When Is The Bitcoin Top? Cycle Analyst’s Cheat Sheet Answers


A Bitcoin cycle analyst has revealed a “cheat sheet” for the cryptocurrency’s price based on the data of an on-chain indicator.

Bitcoin 4-Year Cycles Have Followed An Interesting Pattern

In a new post on X, cycle analyst Root has shared a Bitcoin chart that breaks down the phases that the cryptocurrency’s price has gone through over the different 4-year cycles.

In order to separate between bullish and bearish periods, the analyst has made use of an on-chain indicator called the “short-term holder cost basis.” Now, what do these terms mean?

First, the short-term holders (STHs) refer to the fickle-minded side of the BTC market who buy and sell often. Typically, the investors who bought within the last six months are included in this cohort.
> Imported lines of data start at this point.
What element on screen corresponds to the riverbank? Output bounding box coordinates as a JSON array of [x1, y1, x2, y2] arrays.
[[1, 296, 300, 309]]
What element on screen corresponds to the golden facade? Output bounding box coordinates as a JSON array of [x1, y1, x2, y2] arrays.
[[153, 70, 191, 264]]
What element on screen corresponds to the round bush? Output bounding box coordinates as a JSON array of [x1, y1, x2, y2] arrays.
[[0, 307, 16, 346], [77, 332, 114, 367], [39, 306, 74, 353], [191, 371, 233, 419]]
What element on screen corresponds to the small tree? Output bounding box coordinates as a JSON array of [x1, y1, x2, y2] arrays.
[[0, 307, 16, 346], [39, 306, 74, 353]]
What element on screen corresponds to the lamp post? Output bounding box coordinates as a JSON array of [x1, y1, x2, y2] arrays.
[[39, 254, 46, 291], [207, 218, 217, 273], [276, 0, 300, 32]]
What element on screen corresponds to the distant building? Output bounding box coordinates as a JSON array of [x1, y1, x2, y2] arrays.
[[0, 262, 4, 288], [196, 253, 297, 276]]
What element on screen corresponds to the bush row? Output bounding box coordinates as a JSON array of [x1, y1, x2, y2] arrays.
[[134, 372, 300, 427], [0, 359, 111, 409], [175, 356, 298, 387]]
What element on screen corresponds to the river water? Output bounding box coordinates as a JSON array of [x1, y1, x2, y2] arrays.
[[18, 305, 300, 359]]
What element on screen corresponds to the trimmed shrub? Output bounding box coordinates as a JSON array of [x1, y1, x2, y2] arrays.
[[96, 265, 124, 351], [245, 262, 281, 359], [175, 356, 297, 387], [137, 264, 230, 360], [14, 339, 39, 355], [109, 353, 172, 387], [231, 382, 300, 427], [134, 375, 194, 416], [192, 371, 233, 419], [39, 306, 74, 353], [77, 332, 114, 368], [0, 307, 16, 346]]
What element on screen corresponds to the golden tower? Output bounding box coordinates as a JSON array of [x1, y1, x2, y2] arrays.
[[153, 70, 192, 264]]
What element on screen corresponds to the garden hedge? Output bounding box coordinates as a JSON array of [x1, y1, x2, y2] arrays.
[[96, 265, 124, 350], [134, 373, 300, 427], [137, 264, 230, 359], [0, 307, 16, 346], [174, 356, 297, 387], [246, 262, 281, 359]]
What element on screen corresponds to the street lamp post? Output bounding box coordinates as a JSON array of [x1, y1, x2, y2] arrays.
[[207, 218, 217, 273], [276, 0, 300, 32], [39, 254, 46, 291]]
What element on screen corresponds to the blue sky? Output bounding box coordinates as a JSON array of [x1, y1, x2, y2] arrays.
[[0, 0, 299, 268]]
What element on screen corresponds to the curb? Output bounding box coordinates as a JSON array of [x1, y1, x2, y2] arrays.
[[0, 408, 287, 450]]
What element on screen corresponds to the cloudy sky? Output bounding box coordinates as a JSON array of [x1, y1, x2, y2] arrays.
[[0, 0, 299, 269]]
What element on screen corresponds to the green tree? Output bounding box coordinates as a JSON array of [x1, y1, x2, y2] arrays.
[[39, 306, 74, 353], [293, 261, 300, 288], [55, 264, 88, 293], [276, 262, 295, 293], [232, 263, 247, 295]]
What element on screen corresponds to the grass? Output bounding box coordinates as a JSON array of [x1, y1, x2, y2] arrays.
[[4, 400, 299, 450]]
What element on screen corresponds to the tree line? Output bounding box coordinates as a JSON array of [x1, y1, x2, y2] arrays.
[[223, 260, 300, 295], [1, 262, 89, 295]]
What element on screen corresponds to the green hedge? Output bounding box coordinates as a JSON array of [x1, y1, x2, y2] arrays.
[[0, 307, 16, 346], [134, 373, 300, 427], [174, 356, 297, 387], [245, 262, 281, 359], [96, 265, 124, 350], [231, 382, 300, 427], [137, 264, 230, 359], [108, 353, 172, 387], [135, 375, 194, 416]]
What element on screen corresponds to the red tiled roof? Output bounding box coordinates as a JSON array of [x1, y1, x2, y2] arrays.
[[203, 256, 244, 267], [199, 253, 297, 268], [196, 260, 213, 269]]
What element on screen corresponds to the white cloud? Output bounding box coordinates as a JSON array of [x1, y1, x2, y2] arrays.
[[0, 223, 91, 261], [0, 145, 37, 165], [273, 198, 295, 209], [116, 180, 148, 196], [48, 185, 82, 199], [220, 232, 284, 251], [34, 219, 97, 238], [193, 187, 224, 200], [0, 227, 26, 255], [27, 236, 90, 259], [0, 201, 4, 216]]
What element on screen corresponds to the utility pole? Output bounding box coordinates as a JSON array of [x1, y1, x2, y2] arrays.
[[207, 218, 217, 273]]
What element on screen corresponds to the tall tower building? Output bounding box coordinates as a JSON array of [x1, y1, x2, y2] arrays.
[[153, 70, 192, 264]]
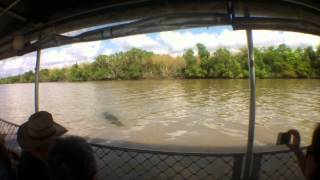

The cost basis (also called the “realized price“), the other metric of interest here, is the average price at which the entire market or a particular segment of it acquired their coins.

This means that if the spot price of the asset dips under this value, the average investor in the cohort could be imagined to have dipped into losses. Similarly, a break above the cost basis suggests the holders as a whole have just returned into a state of profit.

Now, here is the chart shared by Root that breaks down the “cheat sheet” for Bitcoin based on the cost basis of the STHs:

Note that the Z-score of the STH cost basis is used here, which is just a measurement of how far away the indicator’s value is from its mean. The “bull market” occurs at green values of the metric, while “bear market” occurs at red values.

Interestingly, it would appear that besides the first few years of the cryptocurrency’s existence, the peaks of the bull markets and the bottoms of the bear markets have occurred quite close to each other.

The tops, represented by the green dots, have occurred during “euphoria,” the phase of the market where the STH cost basis rises substantially above the mean. Such an increase in the metric suggests that these investors have been participating in a large amount of buying at the high bull run price levels.

Similarly, bottoms (the red dots) have taken place during the capitulation phase, where the STHs sell their coins at high losses, which are promptly picked up by more resolute hands at the low bear market prices, thus pushing the cost basis considerably under the mean.

From the chart, it’s visible that at present, Bitcoin is currently inside the “disbelief” phase, where the investors aren’t quite yet ready to believe the current rally has hopes of continuing for long.

If the pattern followed in the previous cycles is anything to go by, there is still a while before the BTC bull run kicks off properly for the current cycle, the top of which might form sometime in 2025.

BTC Price

Bitcoin has now recovered back above the $44,000 mark after going through an uplift of almost 3% in the last 24 hours.